Preserving Affordable Housing Essential to Sustainable Neighborhoods

A recent article, highlighted by the California Department of Housing and Community Development, brings to our attention the growing number of older, scattered-site affordable housing resources which are being sold to new owners. In the last six months, the Santa Rosa Housing Authority (I’m a newly-appointed member) has authorized the sale of six key low income housing properties built and previously operated by Community Action Partnership of Sonoma County and Community Housing Sonoma County. The reasons for the sales were stated as the lack of available operating revenue from rents for maintenance and tenant support.

The article provides the background for what it expects to be a greatly expanded pattern of such sales, describes its broader impact, and poses some solutions. I would encourage comments to this post, and to the County and City housing authorities.

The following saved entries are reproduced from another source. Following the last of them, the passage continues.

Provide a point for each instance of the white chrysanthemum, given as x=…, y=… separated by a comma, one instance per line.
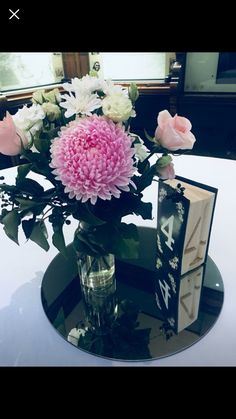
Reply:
x=52, y=111
x=117, y=107
x=29, y=120
x=83, y=104
x=86, y=84
x=141, y=151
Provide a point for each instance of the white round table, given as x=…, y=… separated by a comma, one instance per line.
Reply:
x=28, y=339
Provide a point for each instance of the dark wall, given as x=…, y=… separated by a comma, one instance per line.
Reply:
x=147, y=108
x=213, y=121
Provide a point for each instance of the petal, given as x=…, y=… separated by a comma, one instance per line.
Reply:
x=163, y=118
x=182, y=124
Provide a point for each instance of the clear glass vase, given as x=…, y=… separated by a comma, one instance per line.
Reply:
x=98, y=287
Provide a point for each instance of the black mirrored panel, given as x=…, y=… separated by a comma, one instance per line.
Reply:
x=139, y=330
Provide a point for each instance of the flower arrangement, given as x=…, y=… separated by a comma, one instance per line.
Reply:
x=80, y=141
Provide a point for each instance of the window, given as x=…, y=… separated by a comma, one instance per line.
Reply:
x=127, y=66
x=28, y=70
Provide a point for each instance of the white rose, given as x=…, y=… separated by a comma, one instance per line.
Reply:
x=29, y=120
x=117, y=107
x=52, y=111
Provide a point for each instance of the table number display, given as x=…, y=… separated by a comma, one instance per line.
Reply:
x=185, y=214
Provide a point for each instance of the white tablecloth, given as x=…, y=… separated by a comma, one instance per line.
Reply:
x=28, y=339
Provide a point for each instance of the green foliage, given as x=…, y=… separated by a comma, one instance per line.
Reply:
x=11, y=221
x=39, y=235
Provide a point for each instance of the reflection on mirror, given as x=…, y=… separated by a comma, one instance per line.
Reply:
x=138, y=330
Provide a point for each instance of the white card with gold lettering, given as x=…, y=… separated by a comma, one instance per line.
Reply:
x=185, y=213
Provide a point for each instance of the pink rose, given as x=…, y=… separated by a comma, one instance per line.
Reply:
x=10, y=143
x=166, y=172
x=174, y=133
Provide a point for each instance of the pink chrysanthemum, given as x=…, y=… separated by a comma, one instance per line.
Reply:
x=93, y=159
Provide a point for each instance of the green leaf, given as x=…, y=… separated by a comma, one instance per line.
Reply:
x=23, y=170
x=152, y=139
x=82, y=212
x=30, y=186
x=163, y=161
x=144, y=209
x=28, y=226
x=26, y=204
x=42, y=142
x=146, y=179
x=11, y=223
x=38, y=235
x=58, y=240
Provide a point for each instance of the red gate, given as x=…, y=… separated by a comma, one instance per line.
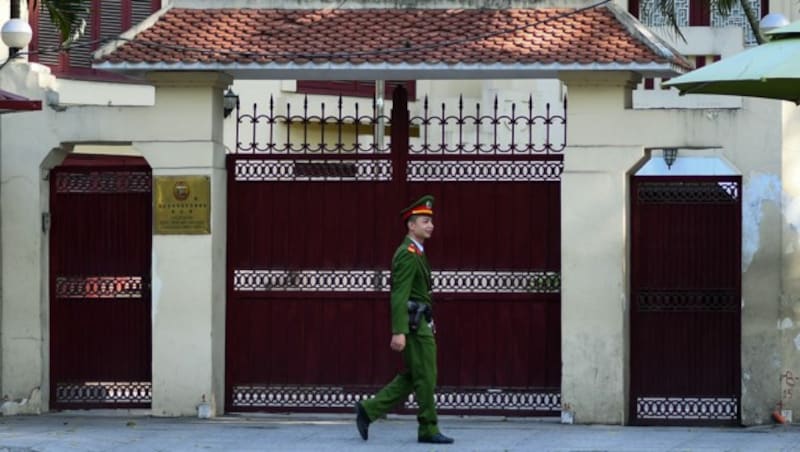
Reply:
x=685, y=300
x=311, y=232
x=100, y=251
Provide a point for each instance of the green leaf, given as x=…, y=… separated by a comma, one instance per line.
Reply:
x=67, y=15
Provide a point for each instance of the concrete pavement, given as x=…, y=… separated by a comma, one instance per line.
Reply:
x=135, y=432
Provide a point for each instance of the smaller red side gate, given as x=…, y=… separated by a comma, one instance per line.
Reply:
x=100, y=252
x=685, y=300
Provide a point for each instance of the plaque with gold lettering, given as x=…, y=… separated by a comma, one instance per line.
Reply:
x=182, y=205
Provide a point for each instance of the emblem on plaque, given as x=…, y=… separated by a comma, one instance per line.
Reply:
x=181, y=190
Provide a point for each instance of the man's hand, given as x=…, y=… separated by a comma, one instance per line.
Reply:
x=398, y=342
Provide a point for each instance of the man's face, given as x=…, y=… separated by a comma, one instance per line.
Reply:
x=421, y=227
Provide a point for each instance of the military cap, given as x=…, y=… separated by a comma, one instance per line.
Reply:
x=422, y=206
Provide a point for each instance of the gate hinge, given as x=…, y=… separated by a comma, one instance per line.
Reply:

One thought on “Preserving Affordable Housing Essential to Sustainable Neighborhoods

  1. If we look at the actors involved here, we have socialist impulses to care for the most vulnerable (with some backing from universal religious Golden Rule morality), we have me-first liberal humanists (NIMBYs), and we have evolutionary humanists (financial sharks/ realpolitik Machiavellianists.) In the US we’re seeing legacy New Deal/ world socialist ideals crumble, the 1% make off with all the dough, the erstwhile middle class clinging to the resources they have hoarded, widespread budget shortages, and non-profit developers selling out for lack of money, and housing left to be managed by the sharks bc they are the only game in town left with money to spend. Just like folks can’t really believe that Flock license plate readers won’t be abused for more general surveillance, it’s hard to believe that big money entities will somehow be benign in the preservation and management of affordable housing. I have a hard time trusting that investors won’t quickly revert to their preferred rip-off, rent-seeking behavior. As the money squeeze comes down, the forecast is for the most vulnerable to be increasingly thrown under the bus. Middle class actors will become less sympathetic to public remedies as their own household finances come under pressure. Without a resurgence of public-funding, or a new thrust into public banking, my prediction is that local gov’t will have to be increasingly Machiavellian and private investor sharks will sound good when they make their deals, but will soon revert to vampire squid behavior that abuses all alike, including the local gov that let them in the door. If the equity investors buying AH projects had an ESG mission on their front page, I’d feel better, but so far, not seeing that.